Точь-в-точь мальчишка, у которого отлегло от сердца, что о его дне рождения все-таки не забыли. Господи, я ужасный человек.
– Ты наденешь платье?
– А ты?
Он засовывает руки в карманы.
– Я пойду с тобой. – Он протягивает руку и большим пальцем пробует стереть надпись с моего лба. – Это ведь не смоется, да?
– Никогда, – говорю я.
Его глаза светятся от счастья.
Нужно было добавить «как друзья». Пойдем на Сэди Хокинс как друзья? Но уже поздно. Не буду портить ему настроение. Правда, боюсь, я затеяла все это только ради самой себя.
Тридцать шесть
Вечер пятницы. Я валяюсь на диване и смотрю дневное ток-шоу, которое записала заранее: про троюродных сестер, объявивших себя телепатками.
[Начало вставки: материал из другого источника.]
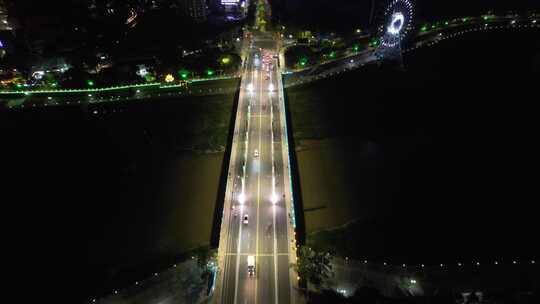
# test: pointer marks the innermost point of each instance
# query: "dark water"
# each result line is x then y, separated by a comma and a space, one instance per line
450, 171
456, 173
83, 195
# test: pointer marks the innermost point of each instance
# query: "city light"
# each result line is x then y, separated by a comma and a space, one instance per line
184, 74
241, 198
274, 198
396, 24
169, 78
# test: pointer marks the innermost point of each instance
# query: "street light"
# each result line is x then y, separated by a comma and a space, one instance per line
169, 78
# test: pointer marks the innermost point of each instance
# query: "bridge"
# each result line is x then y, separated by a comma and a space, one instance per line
258, 219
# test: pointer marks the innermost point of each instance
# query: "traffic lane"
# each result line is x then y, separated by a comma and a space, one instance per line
247, 284
250, 240
284, 285
266, 290
229, 279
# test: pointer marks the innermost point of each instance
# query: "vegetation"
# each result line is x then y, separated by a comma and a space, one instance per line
313, 267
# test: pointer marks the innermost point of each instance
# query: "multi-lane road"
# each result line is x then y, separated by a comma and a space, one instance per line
259, 187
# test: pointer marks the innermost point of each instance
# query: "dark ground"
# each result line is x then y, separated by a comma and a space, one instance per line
441, 158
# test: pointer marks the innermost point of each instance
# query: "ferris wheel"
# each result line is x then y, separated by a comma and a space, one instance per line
397, 22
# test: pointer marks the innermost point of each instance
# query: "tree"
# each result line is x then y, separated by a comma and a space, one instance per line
313, 267
206, 260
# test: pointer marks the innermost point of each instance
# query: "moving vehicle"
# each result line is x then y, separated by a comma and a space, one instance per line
251, 265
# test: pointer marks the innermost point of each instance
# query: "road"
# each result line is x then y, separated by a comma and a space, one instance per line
259, 187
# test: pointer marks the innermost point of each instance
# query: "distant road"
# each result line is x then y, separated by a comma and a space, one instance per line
259, 187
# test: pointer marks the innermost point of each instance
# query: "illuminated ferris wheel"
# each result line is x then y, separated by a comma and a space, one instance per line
397, 22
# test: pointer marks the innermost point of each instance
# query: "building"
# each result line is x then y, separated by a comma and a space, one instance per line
7, 21
197, 10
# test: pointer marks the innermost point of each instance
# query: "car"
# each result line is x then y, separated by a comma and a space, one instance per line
251, 265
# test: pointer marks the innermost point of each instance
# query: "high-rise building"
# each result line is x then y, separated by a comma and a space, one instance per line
196, 9
7, 22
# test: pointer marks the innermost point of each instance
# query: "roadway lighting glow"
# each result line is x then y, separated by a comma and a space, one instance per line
225, 60
241, 198
396, 25
169, 78
274, 198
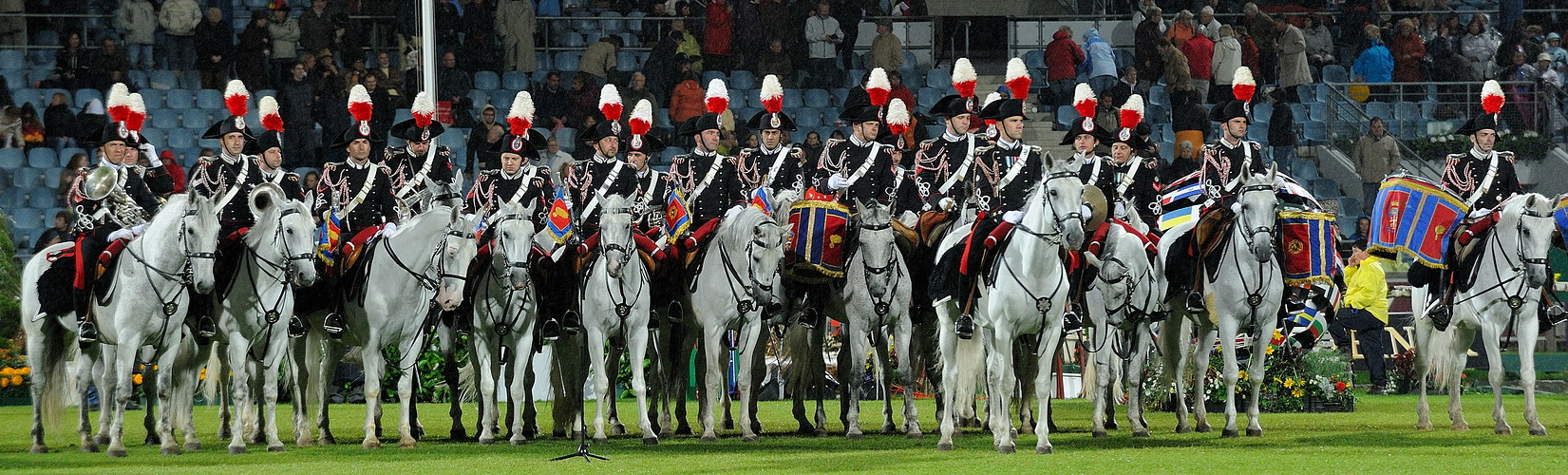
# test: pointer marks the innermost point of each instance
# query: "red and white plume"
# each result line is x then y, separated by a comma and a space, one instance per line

Мама на кухне – красит скатерть на стол для жюри.
Ведущий шоу всячески проверяет сестер, задавая им вопросы, на которые они должны ответить, пользуясь своими «способностями». Первая отвечает правильно только на половину и объясняет это сменой часового пояса и нарушением биоритмов организма, вызванных перелетом из Луизианы в Нью-Йорк.
Когда начинается реклама, мама садится ко мне на диван и развязывает фартук у себя на шее.
– Уф-ф-ф, – вздыхает она. – Пусть пока пропитается.
Она находит пульт и отключает звук.
– Погоди, – прошу я. – Поставь на паузу. Не хочу случайно увидеть, что будет дальше.
Она некоторое время возится с пультом, потом передает его мне.
– Давай поболтаем минутку.
О конкурсе красоты, конечно, и о моем недостаточно серьезном к нему отношении. Или о ее опасениях, что я себя так или иначе выставлю на посмешище.
– После смерти Люси мы перестали получать ее пособие по инвалидности. – Этого я не ожидала. – И в последние несколько месяцев нас удерживали на плаву выплаты по ее страховке, хоть они и были небольшими.
Я сажусь и с некоторым трудом фокусирую взгляд на маме.
– Мы продаем дом?
– Нет-нет, ничего такого. Через несколько лет мы полностью избавимся от ипотеки, а до этого как-нибудь протянем, не переживай.
– Хорошо…
– Но нам не хватит денег, чтобы починить твою машину.
Так вот в чем дело. У меня падает сердце. Я понимаю, как глупо переживать о чем-то вроде машины, когда надо думать о вещах поважнее, вроде еды и коммунальных услуг. Особенно учитывая, что машина, строго говоря, не предмет первой необходимости. Но маленькая красная машинка – это физическое воплощение моей свободы. Без Джолин Кловер становится еще меньше и еще изолированнее.